Class V: Agentic systems
Examples:
AI that trades in the stock market
AI that optimizes long-term ad revenue
AI that defends the world against unaligned AIs
Class V systems admit attacks by daemons but are also dangerous by default due to divergence of their utility function from the human utility function.
Such system can have lower effective class if the utility function is very cleverly designed, for example to reliably accomplish learning of human values.
The idea comes from this comment of Eliezer.
Class II or higher systems might admit an attack vector by daemons that infer the universe from the agent’s source code. That is, we can imagine a malign hypothesis that makes a treacherous turn after observing enough past actions to infer information about the system’s own source code and infer the physical universe from that. (For example, in a TRL setting it can match the actions to the output of a particular program for envelope.) Such daemons are not as powerful as malign simulation hypotheses, since their prior probability is not especially large (compared to the true hypothesis), but might still be non-negligible. Moreover, it is not clear whether the source code can realistically have enough information to enable an attack, but the opposite is not entirely obvious.

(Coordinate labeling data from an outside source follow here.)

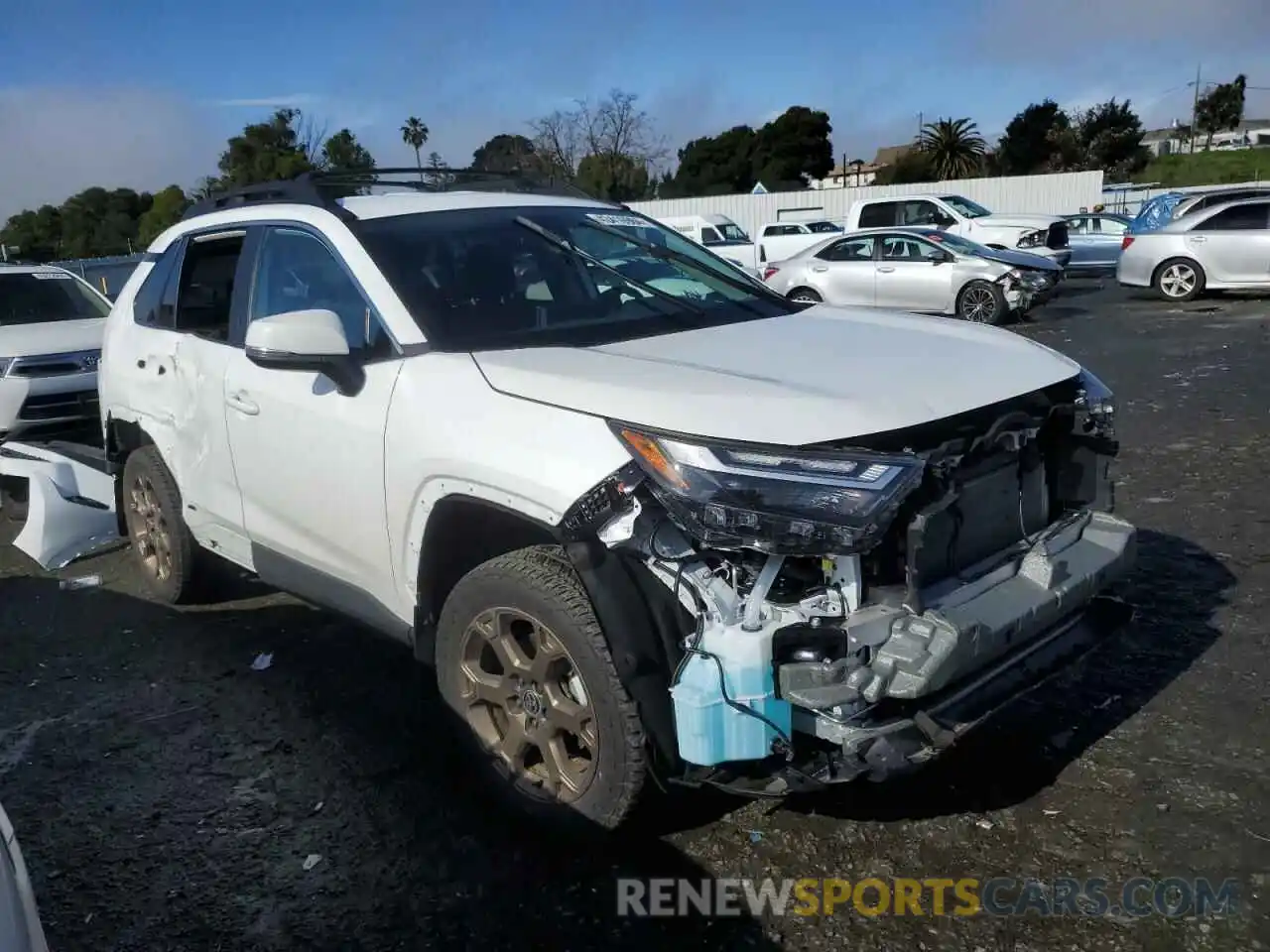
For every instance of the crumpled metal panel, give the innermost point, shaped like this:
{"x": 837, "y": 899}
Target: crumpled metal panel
{"x": 70, "y": 511}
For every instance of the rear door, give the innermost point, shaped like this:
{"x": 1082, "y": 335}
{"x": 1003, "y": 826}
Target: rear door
{"x": 1233, "y": 245}
{"x": 844, "y": 272}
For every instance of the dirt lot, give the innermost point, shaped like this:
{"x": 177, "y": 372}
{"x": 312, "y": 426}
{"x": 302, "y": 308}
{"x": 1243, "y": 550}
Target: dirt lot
{"x": 167, "y": 794}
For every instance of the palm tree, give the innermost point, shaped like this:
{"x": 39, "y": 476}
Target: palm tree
{"x": 414, "y": 134}
{"x": 953, "y": 148}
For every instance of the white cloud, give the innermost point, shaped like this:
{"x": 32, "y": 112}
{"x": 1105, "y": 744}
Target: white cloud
{"x": 59, "y": 141}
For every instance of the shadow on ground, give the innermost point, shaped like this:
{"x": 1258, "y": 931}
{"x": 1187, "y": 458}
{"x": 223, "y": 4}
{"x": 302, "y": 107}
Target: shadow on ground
{"x": 168, "y": 794}
{"x": 1175, "y": 592}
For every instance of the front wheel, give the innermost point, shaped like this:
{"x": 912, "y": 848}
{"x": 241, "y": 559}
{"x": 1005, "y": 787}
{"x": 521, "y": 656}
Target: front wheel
{"x": 525, "y": 666}
{"x": 164, "y": 549}
{"x": 1179, "y": 280}
{"x": 982, "y": 302}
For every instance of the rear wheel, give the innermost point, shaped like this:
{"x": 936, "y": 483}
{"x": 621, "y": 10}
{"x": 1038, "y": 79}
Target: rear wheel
{"x": 162, "y": 544}
{"x": 1179, "y": 280}
{"x": 525, "y": 666}
{"x": 982, "y": 302}
{"x": 804, "y": 296}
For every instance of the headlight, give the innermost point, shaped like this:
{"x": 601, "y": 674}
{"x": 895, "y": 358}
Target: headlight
{"x": 775, "y": 500}
{"x": 1096, "y": 398}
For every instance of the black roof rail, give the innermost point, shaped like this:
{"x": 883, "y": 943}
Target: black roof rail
{"x": 447, "y": 179}
{"x": 322, "y": 189}
{"x": 298, "y": 190}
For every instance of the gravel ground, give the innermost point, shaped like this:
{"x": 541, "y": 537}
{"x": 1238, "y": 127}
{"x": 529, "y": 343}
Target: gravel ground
{"x": 168, "y": 796}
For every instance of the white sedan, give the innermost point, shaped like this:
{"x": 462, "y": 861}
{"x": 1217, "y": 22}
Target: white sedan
{"x": 1225, "y": 248}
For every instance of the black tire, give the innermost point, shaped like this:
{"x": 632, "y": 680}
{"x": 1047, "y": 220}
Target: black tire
{"x": 806, "y": 296}
{"x": 180, "y": 583}
{"x": 982, "y": 302}
{"x": 541, "y": 583}
{"x": 14, "y": 497}
{"x": 1173, "y": 275}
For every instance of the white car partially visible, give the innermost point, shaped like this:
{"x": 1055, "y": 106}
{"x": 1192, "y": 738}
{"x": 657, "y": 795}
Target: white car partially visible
{"x": 51, "y": 326}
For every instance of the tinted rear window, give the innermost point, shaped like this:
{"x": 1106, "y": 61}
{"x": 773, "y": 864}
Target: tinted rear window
{"x": 33, "y": 298}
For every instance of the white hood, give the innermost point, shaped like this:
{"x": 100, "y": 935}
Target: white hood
{"x": 824, "y": 373}
{"x": 51, "y": 336}
{"x": 1005, "y": 220}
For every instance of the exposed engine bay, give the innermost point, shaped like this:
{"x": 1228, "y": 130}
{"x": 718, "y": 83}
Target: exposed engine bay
{"x": 842, "y": 593}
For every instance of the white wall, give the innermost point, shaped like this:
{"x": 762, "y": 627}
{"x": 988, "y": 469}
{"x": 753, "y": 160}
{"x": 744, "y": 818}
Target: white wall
{"x": 1049, "y": 194}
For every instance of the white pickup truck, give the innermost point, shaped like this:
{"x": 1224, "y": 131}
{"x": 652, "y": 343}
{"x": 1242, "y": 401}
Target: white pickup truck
{"x": 1038, "y": 234}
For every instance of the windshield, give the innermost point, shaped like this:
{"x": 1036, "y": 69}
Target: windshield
{"x": 965, "y": 207}
{"x": 35, "y": 298}
{"x": 731, "y": 232}
{"x": 955, "y": 241}
{"x": 483, "y": 280}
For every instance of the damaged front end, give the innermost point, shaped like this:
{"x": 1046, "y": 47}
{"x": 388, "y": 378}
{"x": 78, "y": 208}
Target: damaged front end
{"x": 858, "y": 606}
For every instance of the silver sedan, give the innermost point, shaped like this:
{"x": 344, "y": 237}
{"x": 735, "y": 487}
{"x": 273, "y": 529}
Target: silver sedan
{"x": 913, "y": 270}
{"x": 1224, "y": 248}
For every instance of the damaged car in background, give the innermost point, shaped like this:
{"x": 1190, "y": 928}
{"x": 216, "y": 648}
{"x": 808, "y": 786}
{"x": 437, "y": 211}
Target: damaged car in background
{"x": 919, "y": 270}
{"x": 640, "y": 515}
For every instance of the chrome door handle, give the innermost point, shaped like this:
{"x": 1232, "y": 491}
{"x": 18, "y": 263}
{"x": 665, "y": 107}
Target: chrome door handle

To account for this I propose the designate class I systems which don’t admit this attack vector. For the potential sense, it means that either (i) the system’s design is too simple to enable inferring much about the physical universe, or (ii) there is no access to past actions (including opponent actions for self-play) or (iii) the label space is small, which means an attack requires making many distinct errors, and such errors are penalized quickly. And ofc it requires no direct access to the source code.
We can maybe imagine an attack vector even for class I systems, if most metacosmologically plausible universes are sufficiently similar, but this is not very likely. Nevertheless, we can reserve the label class 0 for systems that explicitly rule out even such attacks.